Зубрить или не зубрить – вопрос не такой простой. Конечно, приятно, когда память у ребенка превосходная и проблем запомнить материал у него нет. Но не всякий урок можно запомнить сразу, особенно если в нем слишком много фактического материала и его нужно попросту заучить.
Заучить – это и есть синоним слова «зазубрить». Помню с университетских времен страшные таблицы показателей развития сельского хозяйства, которые нам вменялось запоминать по годам. Вряд ли эти цифры можно было запомнить иначе чем заучиванием, то есть зубрежкой.
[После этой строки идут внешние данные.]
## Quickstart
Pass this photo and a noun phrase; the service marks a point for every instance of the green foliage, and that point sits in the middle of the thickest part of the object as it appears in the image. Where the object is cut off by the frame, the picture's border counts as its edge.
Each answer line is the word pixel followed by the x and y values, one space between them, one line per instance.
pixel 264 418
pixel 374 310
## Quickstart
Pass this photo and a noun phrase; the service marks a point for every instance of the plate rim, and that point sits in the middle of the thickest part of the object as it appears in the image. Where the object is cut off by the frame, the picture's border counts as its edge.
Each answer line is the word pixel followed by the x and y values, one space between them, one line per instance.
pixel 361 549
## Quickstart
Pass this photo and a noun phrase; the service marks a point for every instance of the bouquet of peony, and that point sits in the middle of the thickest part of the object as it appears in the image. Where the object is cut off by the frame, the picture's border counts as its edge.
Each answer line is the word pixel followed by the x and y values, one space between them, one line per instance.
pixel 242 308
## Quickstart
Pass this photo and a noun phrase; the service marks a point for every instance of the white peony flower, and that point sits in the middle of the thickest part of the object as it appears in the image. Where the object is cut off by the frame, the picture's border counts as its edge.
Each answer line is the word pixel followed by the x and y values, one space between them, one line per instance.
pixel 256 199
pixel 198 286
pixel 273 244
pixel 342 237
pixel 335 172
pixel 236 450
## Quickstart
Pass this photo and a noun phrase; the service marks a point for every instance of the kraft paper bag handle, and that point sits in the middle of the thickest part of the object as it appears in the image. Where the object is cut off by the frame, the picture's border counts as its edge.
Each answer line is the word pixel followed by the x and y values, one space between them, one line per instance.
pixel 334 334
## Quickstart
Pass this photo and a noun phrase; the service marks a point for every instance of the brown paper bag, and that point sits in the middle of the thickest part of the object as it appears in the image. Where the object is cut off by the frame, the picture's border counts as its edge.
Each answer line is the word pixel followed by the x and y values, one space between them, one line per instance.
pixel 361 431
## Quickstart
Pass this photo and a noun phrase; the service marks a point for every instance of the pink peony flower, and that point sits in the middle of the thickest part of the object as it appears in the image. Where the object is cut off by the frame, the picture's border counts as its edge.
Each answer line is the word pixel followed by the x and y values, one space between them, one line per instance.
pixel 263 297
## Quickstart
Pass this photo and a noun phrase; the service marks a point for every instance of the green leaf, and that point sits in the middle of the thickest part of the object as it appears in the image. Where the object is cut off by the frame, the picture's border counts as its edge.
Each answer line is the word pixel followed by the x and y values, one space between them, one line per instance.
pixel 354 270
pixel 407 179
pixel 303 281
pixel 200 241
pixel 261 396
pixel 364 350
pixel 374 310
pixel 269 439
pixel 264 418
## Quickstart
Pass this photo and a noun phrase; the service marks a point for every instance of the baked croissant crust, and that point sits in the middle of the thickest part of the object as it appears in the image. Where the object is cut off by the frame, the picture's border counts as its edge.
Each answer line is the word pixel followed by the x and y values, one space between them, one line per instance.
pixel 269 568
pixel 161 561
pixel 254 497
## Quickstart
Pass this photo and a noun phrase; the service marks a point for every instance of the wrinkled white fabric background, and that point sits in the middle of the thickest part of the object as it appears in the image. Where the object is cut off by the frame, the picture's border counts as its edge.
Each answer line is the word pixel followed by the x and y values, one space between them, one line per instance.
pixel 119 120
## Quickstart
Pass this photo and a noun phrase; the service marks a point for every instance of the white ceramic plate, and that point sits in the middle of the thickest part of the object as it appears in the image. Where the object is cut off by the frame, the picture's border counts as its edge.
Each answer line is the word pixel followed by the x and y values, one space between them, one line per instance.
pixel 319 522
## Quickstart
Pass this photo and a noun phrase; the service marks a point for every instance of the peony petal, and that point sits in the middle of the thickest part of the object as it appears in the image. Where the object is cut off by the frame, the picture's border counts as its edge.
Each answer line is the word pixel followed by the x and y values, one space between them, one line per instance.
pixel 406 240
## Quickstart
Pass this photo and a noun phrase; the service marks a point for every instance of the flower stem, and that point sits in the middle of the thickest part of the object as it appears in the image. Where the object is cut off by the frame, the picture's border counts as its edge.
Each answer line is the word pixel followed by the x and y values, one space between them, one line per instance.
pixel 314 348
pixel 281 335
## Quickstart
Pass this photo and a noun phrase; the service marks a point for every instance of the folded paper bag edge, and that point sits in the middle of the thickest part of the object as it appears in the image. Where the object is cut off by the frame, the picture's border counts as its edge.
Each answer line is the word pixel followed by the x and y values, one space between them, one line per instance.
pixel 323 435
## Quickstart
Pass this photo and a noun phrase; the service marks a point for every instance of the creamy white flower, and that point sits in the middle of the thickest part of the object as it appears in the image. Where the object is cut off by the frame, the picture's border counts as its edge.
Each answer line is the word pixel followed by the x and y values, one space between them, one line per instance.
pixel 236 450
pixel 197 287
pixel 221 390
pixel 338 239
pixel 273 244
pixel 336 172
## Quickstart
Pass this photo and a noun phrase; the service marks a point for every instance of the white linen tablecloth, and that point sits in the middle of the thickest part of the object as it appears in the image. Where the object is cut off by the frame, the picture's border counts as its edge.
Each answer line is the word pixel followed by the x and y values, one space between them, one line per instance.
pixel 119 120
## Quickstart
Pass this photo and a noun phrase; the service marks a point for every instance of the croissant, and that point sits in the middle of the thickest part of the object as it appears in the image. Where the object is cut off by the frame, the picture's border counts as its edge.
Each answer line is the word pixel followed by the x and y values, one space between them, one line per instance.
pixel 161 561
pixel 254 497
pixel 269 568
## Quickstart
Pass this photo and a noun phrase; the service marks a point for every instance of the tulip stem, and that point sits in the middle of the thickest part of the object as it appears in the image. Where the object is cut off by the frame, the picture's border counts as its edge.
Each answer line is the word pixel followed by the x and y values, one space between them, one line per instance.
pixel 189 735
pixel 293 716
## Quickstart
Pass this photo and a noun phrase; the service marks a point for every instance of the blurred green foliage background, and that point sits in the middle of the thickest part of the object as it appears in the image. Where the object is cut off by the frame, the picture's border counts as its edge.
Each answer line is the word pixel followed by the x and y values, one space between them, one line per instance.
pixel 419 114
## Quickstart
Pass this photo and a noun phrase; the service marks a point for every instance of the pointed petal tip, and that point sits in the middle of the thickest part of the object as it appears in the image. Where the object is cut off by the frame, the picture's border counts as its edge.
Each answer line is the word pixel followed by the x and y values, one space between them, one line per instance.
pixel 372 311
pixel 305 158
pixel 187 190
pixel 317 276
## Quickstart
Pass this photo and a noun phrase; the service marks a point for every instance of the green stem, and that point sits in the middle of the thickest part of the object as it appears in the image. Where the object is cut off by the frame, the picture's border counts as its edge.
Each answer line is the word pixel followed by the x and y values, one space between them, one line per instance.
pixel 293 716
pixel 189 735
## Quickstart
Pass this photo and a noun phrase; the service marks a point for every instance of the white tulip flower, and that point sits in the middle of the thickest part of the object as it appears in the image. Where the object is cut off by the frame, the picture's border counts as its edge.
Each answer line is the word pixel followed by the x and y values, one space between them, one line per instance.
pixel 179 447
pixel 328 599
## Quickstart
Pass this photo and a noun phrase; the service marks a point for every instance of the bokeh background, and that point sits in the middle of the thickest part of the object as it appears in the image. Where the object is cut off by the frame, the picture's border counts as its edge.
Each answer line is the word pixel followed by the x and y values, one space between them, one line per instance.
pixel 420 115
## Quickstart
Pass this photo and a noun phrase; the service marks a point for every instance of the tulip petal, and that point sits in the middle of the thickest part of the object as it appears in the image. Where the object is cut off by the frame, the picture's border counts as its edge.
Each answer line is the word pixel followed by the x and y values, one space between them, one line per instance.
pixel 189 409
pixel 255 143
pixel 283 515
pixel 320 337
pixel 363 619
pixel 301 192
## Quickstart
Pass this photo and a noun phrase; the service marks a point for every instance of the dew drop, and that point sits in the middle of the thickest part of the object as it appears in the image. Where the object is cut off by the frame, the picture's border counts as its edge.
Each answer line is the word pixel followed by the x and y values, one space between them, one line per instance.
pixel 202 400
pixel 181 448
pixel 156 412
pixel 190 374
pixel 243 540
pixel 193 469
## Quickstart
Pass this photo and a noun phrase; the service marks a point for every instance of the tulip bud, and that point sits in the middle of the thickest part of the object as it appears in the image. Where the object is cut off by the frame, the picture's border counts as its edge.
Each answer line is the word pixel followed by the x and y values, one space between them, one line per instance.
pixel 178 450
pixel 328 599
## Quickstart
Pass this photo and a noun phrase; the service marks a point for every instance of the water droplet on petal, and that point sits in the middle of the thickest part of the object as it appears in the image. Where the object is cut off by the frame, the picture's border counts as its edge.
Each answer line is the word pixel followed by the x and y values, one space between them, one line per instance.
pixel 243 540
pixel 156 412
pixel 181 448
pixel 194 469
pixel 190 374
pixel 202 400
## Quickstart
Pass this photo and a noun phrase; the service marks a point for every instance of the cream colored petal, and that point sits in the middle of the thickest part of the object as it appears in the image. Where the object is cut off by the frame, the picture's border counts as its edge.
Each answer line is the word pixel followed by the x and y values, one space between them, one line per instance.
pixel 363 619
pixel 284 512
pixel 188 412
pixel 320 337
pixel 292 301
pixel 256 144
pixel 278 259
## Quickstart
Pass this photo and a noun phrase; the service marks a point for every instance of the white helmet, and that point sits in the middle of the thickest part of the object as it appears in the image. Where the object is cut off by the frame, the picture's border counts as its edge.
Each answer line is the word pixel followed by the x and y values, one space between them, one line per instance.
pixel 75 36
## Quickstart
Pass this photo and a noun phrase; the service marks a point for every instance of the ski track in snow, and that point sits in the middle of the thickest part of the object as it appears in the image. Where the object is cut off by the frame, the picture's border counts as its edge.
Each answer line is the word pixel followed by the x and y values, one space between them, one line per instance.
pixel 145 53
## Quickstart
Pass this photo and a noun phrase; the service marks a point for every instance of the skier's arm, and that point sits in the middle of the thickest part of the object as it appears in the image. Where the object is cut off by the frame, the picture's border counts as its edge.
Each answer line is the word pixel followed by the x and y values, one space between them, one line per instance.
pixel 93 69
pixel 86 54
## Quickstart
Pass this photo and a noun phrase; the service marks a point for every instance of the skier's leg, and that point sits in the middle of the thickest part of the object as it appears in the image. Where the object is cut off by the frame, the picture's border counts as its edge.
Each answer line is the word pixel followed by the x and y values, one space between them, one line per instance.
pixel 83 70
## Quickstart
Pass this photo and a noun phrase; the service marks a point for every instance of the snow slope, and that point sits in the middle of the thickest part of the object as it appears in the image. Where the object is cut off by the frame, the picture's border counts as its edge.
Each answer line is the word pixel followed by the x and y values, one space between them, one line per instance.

Детям, к великому счастью, подобные таблицы не дают, но даты, ход событий, факты из естественных наук, отрывки из прозаических текстов и стихи им приходится заучивать. Благо что в наших школах не нужно учить главы из Библии, как приходилось это делать детям в позапрошлом веке. Говорят, это замечательно развивало способность к запоминанию. Ушинский же считал, что столько мусора в ученической голове никому не нужно. И достаточно пересказать библейские тексты своими словами, а не зазубривать их, чтобы осели в мозгу навсегда.
Но какие-то вещи все равно запоминать приходится. И не всегда это можно сделать «естественным» путем, оперируя логикой и ассоциативными связями. Иногда приходится прибегать и к механическому запоминанию, то есть зубрежке. Так что, пока жива школа, нам от зазубривания, наверно, никуда не деться.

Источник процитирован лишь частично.